A “Now Hiring” sign outside a King Soopers supermarket location in Louisville, Colorado, on Tuesday, Jan. 4, 2022.

Chet Strange | Bloomberg | Getty Images

Job openings outnumbered available workers by nearly 5 million in January, the latest sign of a historically tight employment picture, the Labor Department reported Wednesday.

Total vacancies actually dipped a bit, falling to 11.26 million following a substantial upward adjustment in December’s numbers, the Bureau of Labor Statistics’ Job Openings and Labor Turnover Survey showed.

That still left job postings 4.75 million above the total counted as unemployed for the month.

The total was more than the FactSet estimate of 10.9 million.

Along with the slight decline in openings came a decrease in quits, or workers voluntarily leaving their jobs. The so-called Great Resignation ebbed for the month, with quits declining to 4.25 million, a drop of 3.4% and the lowest number since October. As a share of the labor force, the quits rate declined to 2.8% from 3% the previous two months.

Federal Reserve officials watch the JOLTS report for signs of labor slack. With the jobless rate at 3.8%, policymakers feel the economy is near full employment. Coupled with inflation running at 7.5%, the robust jobs market has set the stage for an expected series of Fed interest rate increases this year.

Revised figures the Labor Department released along with Wednesday’s report showed that last year’s jobs market had considerably more openings than initially reported. December’s count alone was revised higher by 523,000, part of aggregate changes that took the yearly totals up by nearly 1 million. The revisions also brought quits higher by 442,000.

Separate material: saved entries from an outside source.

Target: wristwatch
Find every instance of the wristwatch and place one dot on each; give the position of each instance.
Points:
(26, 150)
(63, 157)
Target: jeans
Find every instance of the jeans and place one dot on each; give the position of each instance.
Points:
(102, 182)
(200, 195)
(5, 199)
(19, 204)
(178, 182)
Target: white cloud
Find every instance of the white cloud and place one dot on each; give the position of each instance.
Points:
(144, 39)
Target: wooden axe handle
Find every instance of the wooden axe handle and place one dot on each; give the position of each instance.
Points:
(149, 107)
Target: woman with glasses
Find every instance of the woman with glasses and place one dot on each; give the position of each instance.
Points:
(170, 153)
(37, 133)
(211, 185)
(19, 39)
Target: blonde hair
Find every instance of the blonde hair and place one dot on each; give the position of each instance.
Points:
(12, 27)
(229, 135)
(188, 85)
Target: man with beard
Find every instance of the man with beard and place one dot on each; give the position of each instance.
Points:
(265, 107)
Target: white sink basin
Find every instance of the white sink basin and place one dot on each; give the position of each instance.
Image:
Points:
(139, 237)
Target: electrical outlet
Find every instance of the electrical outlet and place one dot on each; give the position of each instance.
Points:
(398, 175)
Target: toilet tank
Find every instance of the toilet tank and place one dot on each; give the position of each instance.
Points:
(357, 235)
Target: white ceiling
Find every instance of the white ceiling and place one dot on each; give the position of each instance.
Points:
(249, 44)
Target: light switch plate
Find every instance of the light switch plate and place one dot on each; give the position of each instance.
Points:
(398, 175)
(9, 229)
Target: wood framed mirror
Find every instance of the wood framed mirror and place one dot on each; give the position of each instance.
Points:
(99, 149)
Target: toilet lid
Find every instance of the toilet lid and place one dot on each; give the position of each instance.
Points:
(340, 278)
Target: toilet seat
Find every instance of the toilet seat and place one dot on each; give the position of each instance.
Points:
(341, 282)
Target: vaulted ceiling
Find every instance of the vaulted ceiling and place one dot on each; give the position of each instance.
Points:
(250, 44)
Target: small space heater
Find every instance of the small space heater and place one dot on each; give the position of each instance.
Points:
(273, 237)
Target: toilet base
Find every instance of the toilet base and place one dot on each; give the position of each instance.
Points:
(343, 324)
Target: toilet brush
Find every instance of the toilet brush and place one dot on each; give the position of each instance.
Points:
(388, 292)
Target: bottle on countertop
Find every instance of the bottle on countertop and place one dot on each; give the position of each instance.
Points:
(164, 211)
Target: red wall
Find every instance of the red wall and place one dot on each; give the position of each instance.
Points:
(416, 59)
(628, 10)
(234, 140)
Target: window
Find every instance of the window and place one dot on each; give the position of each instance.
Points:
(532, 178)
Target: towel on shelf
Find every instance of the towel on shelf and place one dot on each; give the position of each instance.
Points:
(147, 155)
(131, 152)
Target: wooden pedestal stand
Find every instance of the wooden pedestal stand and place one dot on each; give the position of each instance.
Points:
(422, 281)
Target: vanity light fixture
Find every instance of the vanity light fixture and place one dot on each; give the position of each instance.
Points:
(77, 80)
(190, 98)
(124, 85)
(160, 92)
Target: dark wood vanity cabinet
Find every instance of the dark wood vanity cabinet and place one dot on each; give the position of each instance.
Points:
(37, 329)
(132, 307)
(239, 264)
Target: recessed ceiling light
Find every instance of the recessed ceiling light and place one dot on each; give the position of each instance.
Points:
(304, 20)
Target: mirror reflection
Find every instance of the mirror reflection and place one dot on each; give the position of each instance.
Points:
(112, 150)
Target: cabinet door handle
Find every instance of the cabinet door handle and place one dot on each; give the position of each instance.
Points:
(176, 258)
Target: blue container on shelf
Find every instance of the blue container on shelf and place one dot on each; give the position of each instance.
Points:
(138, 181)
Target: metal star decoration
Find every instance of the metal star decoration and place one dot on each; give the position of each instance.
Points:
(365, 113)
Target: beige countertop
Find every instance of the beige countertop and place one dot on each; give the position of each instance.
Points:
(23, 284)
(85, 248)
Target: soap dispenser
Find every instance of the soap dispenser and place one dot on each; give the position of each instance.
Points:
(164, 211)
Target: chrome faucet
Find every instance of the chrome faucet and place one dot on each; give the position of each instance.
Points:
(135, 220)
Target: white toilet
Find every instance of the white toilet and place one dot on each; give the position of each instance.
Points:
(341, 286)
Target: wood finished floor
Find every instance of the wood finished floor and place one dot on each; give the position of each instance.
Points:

At the industry level, manufacturing saw a big gain in job openings, rising by 109,000 and taking the openings rate by by 0.8 percentage point.

The closely watched leisure and hospitality industry saw a considerable decline for the month, falling by 314,000 or 1.8 percentage points.

The JOLTS report runs a month behind the department’s nonfarm payrolls count. The February payrolls report showed the unemployment level fell further, to 6.27 million. Companies have struggled with a severe labor shortage, though total payroll numbers continue to get closer to their pre-pandemic levels as more jobs are filled.

For February, payrolls increased by 678,000, getting total employment to within 1.1 million of its February 2020 level.